I haven’t done any sort of real analysis here, but my gut instinct – and the fact that I do pick up trash when I’m out and about – is that discarded water bottles (and around here, that’s mostly Poland Springs) are in the Top Four when it comes to sidewalk trash. (Starbucks paper cups, Dunkin styro, and McDonald’s wrappers account for the rest. If there’s a fifth, it’s probably parking tickets.)
Since I do pick up a fair amount of trash, I find myself completely irked by people who have no problem carrying a bottle or cup when it’s got something in it, but who –once a vessel’s empty – can’t bear to hang on to it for a couple of minutes until they find a trash can. Or, heaven forbid, just tuck the empty into their pocket or pocketbook and take it home with them.
So I am completely in love with the fellows at Skipping Rocks Lab who’ve come up with Ooho.
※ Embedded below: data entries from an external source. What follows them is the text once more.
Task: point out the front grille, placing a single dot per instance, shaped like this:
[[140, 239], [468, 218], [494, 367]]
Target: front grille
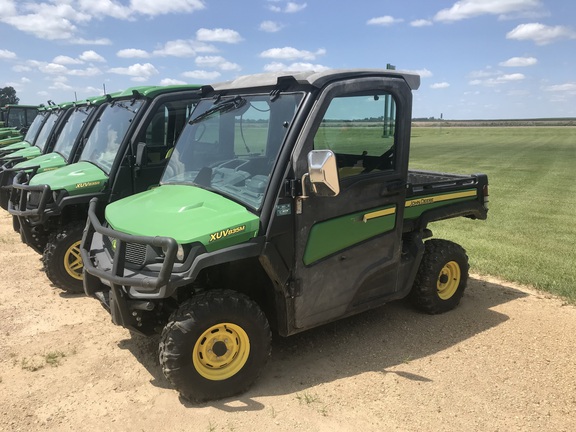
[[136, 253], [34, 198]]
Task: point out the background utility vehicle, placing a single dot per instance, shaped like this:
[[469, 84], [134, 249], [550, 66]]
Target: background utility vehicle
[[17, 119], [66, 143], [31, 134], [45, 139], [287, 203], [122, 153]]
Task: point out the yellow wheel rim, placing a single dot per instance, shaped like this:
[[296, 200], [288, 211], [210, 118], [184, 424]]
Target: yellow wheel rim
[[448, 280], [73, 261], [221, 351]]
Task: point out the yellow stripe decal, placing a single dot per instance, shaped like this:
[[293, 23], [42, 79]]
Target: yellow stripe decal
[[379, 213], [439, 198]]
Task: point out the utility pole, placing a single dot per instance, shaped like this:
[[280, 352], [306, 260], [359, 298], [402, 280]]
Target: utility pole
[[388, 121]]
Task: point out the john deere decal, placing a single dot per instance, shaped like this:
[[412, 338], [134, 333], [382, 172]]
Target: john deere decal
[[225, 233]]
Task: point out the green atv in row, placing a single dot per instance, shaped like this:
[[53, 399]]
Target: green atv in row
[[58, 148], [286, 204], [122, 152], [16, 120]]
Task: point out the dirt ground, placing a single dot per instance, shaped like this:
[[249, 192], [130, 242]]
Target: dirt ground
[[504, 360]]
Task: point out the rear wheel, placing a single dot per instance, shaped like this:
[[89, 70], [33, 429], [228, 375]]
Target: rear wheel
[[215, 345], [441, 278], [62, 260]]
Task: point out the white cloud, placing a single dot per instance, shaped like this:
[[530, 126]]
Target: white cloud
[[421, 23], [290, 7], [289, 53], [218, 35], [60, 19], [82, 41], [171, 81], [424, 73], [465, 9], [138, 72], [91, 71], [519, 62], [5, 54], [155, 7], [60, 86], [386, 20], [298, 66], [217, 62], [21, 68], [497, 78], [91, 56], [42, 27], [103, 8], [53, 69], [132, 53], [183, 48], [201, 75], [270, 26], [541, 34], [440, 85], [64, 60]]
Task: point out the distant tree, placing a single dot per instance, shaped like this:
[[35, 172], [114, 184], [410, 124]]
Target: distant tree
[[8, 96]]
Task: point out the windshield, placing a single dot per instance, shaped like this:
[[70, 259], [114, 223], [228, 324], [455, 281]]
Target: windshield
[[231, 146], [44, 135], [71, 129], [35, 127], [109, 132]]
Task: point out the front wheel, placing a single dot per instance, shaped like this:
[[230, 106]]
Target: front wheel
[[215, 345], [441, 277], [62, 260]]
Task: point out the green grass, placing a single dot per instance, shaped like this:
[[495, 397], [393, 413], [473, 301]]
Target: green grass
[[530, 232]]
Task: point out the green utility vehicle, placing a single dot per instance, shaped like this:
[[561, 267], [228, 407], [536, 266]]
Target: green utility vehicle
[[287, 203], [44, 141], [123, 152], [17, 119], [65, 139], [29, 139]]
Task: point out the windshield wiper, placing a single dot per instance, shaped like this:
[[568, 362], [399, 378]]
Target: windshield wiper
[[224, 107]]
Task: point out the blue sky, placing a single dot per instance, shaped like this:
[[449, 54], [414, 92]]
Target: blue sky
[[478, 59]]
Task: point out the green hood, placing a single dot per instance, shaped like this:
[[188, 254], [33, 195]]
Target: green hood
[[46, 162], [27, 152], [187, 214], [78, 178], [17, 146], [7, 141], [10, 133]]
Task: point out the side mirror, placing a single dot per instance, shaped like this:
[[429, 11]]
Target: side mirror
[[323, 173], [141, 154]]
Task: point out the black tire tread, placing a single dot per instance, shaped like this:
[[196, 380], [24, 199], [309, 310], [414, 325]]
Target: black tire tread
[[424, 295], [53, 262], [195, 310]]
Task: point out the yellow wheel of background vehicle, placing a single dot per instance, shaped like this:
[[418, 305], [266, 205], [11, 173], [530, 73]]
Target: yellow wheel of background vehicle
[[221, 351], [62, 261], [215, 345], [441, 278], [73, 261], [448, 280]]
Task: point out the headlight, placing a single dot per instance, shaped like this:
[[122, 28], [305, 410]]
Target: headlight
[[180, 253]]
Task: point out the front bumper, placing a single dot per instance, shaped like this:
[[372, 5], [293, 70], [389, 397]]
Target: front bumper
[[132, 292]]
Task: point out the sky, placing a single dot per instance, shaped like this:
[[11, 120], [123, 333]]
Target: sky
[[478, 59]]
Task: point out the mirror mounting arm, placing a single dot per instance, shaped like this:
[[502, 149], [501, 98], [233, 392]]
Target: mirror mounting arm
[[304, 195]]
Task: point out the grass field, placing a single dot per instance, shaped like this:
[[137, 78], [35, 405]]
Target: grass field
[[530, 233]]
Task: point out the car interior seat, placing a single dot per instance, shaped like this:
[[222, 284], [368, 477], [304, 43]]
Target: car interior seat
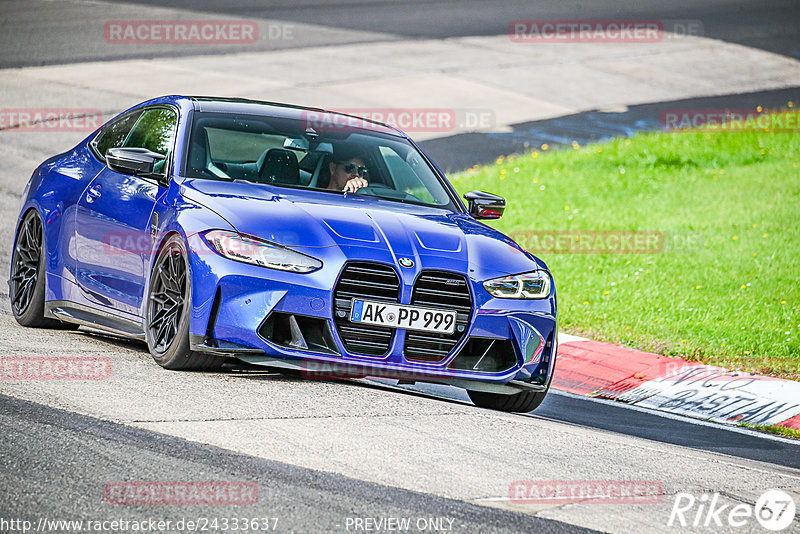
[[280, 167]]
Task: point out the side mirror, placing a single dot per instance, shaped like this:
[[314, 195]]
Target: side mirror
[[485, 205], [139, 161]]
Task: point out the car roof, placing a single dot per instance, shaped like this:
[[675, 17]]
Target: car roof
[[275, 109]]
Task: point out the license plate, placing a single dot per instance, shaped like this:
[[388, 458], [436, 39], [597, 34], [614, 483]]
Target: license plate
[[401, 316]]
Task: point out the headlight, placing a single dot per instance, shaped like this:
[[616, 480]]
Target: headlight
[[250, 250], [534, 285]]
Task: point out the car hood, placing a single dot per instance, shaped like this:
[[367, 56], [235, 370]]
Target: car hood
[[363, 228]]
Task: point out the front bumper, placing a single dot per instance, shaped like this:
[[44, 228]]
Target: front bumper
[[234, 302]]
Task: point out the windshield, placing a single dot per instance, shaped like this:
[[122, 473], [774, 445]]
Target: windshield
[[288, 153]]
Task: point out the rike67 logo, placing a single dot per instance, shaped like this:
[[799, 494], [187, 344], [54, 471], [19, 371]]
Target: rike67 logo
[[774, 510]]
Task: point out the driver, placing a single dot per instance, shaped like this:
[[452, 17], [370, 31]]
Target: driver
[[348, 172]]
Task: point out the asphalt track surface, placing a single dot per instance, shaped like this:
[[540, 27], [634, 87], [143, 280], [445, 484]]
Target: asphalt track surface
[[36, 32], [55, 462]]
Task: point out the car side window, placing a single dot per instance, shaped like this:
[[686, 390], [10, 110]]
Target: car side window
[[114, 135], [155, 131]]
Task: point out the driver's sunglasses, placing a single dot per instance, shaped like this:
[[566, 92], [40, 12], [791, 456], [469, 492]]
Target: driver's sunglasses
[[352, 168]]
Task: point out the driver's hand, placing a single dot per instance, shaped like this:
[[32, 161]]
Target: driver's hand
[[354, 184]]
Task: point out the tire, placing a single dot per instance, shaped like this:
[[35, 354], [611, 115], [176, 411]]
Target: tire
[[168, 311], [28, 276], [522, 402]]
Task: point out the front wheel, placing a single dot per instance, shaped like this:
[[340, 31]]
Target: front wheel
[[168, 310], [522, 402]]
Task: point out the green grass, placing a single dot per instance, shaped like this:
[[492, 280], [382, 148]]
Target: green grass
[[728, 296], [773, 429]]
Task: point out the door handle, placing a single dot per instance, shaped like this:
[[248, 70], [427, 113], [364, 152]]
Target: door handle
[[93, 192]]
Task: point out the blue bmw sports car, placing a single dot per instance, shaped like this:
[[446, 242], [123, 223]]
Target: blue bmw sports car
[[286, 237]]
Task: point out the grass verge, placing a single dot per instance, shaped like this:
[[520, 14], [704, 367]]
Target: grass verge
[[724, 287], [773, 429]]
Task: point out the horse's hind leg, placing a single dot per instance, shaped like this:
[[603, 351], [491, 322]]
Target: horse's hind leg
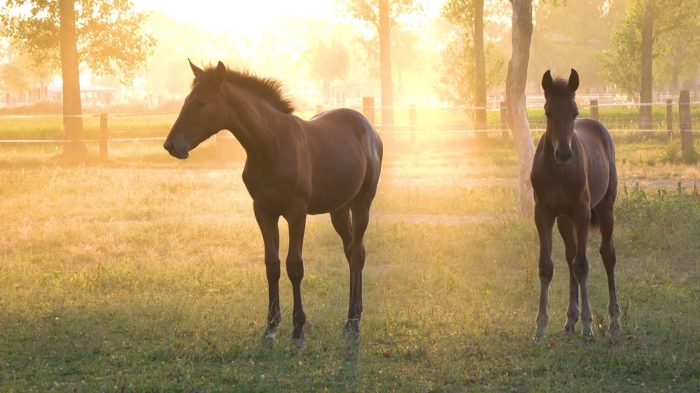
[[270, 232], [566, 229], [607, 252], [356, 259], [544, 222]]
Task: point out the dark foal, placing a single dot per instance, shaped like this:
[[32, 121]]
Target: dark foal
[[575, 182], [330, 164]]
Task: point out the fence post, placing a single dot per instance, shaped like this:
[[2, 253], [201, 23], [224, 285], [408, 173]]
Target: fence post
[[412, 124], [685, 124], [594, 110], [504, 120], [669, 117], [368, 108], [104, 137]]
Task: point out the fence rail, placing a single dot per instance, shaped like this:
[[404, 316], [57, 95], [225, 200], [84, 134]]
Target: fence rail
[[413, 129]]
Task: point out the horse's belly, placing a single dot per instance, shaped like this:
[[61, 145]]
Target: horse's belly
[[333, 194]]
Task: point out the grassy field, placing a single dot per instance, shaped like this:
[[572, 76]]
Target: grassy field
[[146, 274]]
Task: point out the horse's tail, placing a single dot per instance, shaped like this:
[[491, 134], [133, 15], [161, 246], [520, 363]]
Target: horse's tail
[[594, 219]]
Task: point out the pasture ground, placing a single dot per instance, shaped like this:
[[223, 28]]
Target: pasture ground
[[146, 274]]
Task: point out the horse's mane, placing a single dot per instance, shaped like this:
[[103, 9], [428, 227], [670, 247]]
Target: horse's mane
[[269, 89], [560, 87]]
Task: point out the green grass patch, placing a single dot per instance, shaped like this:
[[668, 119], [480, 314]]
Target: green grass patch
[[150, 277]]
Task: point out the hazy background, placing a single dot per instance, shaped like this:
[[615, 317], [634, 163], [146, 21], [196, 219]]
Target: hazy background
[[326, 56]]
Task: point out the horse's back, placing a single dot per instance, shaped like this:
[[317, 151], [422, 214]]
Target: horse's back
[[597, 141], [346, 154]]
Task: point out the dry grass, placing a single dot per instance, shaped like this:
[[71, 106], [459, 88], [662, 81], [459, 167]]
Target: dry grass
[[146, 274]]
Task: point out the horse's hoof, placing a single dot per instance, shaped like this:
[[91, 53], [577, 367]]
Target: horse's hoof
[[298, 342], [614, 329], [352, 335], [268, 338], [351, 331]]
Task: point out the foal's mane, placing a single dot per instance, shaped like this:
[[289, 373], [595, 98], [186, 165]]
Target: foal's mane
[[560, 88], [269, 89]]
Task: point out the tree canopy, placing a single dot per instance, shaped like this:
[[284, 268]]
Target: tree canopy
[[110, 36]]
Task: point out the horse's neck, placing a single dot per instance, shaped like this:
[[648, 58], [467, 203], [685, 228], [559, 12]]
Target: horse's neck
[[253, 122]]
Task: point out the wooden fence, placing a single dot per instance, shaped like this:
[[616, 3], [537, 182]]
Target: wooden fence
[[368, 108]]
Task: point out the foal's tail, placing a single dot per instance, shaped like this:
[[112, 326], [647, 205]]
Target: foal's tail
[[595, 223]]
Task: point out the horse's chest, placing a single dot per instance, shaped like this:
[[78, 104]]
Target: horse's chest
[[560, 196]]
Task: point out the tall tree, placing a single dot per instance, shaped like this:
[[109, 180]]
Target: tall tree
[[70, 64], [385, 63], [561, 40], [328, 62], [104, 34], [470, 67], [515, 99], [383, 14], [645, 92], [655, 36]]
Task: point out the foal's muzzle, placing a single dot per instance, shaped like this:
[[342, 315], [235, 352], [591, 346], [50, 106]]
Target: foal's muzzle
[[563, 156]]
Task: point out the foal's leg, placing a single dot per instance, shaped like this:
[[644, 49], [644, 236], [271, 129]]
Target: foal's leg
[[544, 221], [582, 221], [607, 252], [295, 269], [268, 226], [566, 229], [360, 219]]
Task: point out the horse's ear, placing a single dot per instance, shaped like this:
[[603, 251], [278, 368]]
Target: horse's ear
[[573, 80], [220, 72], [195, 70], [547, 82]]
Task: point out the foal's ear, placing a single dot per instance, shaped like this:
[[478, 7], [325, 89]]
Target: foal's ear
[[220, 72], [573, 80], [195, 70], [547, 82]]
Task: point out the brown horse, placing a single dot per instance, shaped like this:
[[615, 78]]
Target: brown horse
[[575, 182], [330, 164]]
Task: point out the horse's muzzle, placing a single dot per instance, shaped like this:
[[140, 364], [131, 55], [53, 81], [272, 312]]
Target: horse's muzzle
[[177, 151]]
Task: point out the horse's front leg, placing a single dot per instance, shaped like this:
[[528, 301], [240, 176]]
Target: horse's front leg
[[270, 232], [582, 221], [296, 219], [566, 229], [544, 220], [356, 259]]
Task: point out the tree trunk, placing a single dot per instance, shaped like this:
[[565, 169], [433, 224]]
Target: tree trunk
[[515, 99], [480, 67], [645, 94], [385, 63], [72, 109]]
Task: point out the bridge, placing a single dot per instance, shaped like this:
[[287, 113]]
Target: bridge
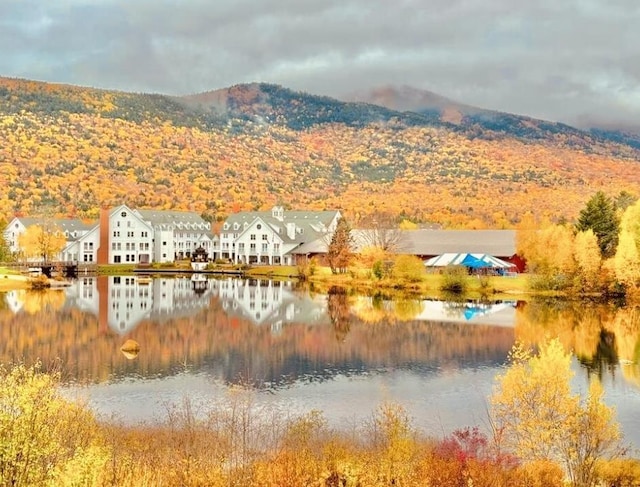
[[69, 269]]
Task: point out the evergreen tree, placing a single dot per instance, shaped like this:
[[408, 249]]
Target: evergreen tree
[[600, 216], [339, 252]]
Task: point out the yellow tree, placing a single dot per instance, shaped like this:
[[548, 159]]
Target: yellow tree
[[627, 261], [41, 241], [588, 259], [627, 257], [536, 416]]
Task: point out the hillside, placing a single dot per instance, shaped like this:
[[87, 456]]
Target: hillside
[[69, 150]]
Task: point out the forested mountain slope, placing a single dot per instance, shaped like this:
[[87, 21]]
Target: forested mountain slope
[[69, 150]]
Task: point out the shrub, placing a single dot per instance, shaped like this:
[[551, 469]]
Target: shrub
[[408, 268], [40, 432], [454, 279]]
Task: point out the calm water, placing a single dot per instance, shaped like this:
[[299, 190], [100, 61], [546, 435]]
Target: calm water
[[298, 350]]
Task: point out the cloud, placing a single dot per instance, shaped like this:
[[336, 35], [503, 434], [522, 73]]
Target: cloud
[[572, 60]]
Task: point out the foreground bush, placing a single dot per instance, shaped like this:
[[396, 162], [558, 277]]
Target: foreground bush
[[42, 434], [46, 440]]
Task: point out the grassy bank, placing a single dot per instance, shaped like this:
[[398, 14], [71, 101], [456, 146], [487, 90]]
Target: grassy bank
[[431, 285], [242, 446], [11, 280]]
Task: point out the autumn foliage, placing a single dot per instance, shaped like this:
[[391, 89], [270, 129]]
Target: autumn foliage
[[75, 149]]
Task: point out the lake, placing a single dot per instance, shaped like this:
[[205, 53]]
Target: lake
[[297, 350]]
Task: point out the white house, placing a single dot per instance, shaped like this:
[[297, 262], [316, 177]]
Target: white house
[[125, 235], [73, 230]]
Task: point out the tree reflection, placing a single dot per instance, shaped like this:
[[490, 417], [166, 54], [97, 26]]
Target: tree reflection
[[605, 357], [338, 310]]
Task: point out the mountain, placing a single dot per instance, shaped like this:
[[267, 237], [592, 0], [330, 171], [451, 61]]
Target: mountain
[[409, 99], [70, 150]]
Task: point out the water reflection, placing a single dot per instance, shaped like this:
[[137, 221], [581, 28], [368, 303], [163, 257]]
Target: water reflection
[[334, 350]]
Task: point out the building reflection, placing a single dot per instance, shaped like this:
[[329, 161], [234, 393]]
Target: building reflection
[[268, 302], [123, 302]]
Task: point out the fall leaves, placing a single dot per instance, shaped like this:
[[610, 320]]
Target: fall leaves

Ooho is a green, homemade alternative to the tens of billions of disposable water bottles produced annually. The flexible, watertight container has the texture of a gel and, although tasteless, is easy to bite into. (Source: Business Week.)
We have Rodrigo Garcia, Pierre Paslier, and Guillaume Couche – all 30 years old or under – for this idea, which has won the Lexus Design Award for 2014.
Of course, this isn’t the first example of the fully edible foodstuff, in which the packaging can be consumed. Think ice cream cone.
But in general we have a mania for over-packaging everything. Remember the olden days when we used to survive and manage to hydrate without plastic water bottles? We were able to do so because there were bubblers everywhere. (Aside to non-New Englanders: bubbler = water fountain.) Well, those bubblers have gone the way of the payphone. Whenever I see one – there’s still one in the Boston Public Garden and, quaintly, it has a bit of mossy slime in its stone bowl – I take a swig (fingers crossed that no germy kid has just stuck his mouth all over it: probably not; I think today’s moms are way too germ-averse).
Here, in the designers’ own words (apparently translated by someone with English-as-a-second-language) is how Ooho works:
"Ooho!" replicates this behavior, encircle the water in a eatable membrane of algae. It is new way of packaging that propose an alternative to the plastic bottle. Using the culinary technique of sphereification, the water is encapsulated in a double gelatinous membrane. The technique consist into apply sodium alginate (E-401) from the brown algae and calcium chloride (E-509) in a concrete proportions in order to generate a gelification on the exterior of the liquid. The final package is simple, cheap (2ct/unit), resistant, hygienic, biodegradable and even eatable.
…After experimenting the spherification technique with different ingredients, proportions and dimensions, a “recipe” was found to create “Ooho!” with a double gelatinous membrane and in different sizes. The double membrane protects hygienically the inside and allows to locate between the two layers identification labels with out any adhesive. …The main idea of “Ooho!” is that everyone could make them at their kitchen, modifying and innovating the “recipe”. From DIY to CIY (Cook It Yourself).(Source: Design Boom.)
I may never be one of the folks using the open source recipe to brew my own Ooho, let alone improve on it. But what a great idea!
The number of plastic bottles that are thrown away each year by Americans is 35 billion. Of the plastic produced in the United States only about 25 percent is recycled. (Source: Ask)
Even if it can save us from a mere one percent of these tossed- away bottles, Ooho will make a phenomenal contribution to the world we live in.
Bless you, boys. I hope you win the Nobel Prize in something or other. Chemistry, Economics, Peace. Something or other should apply.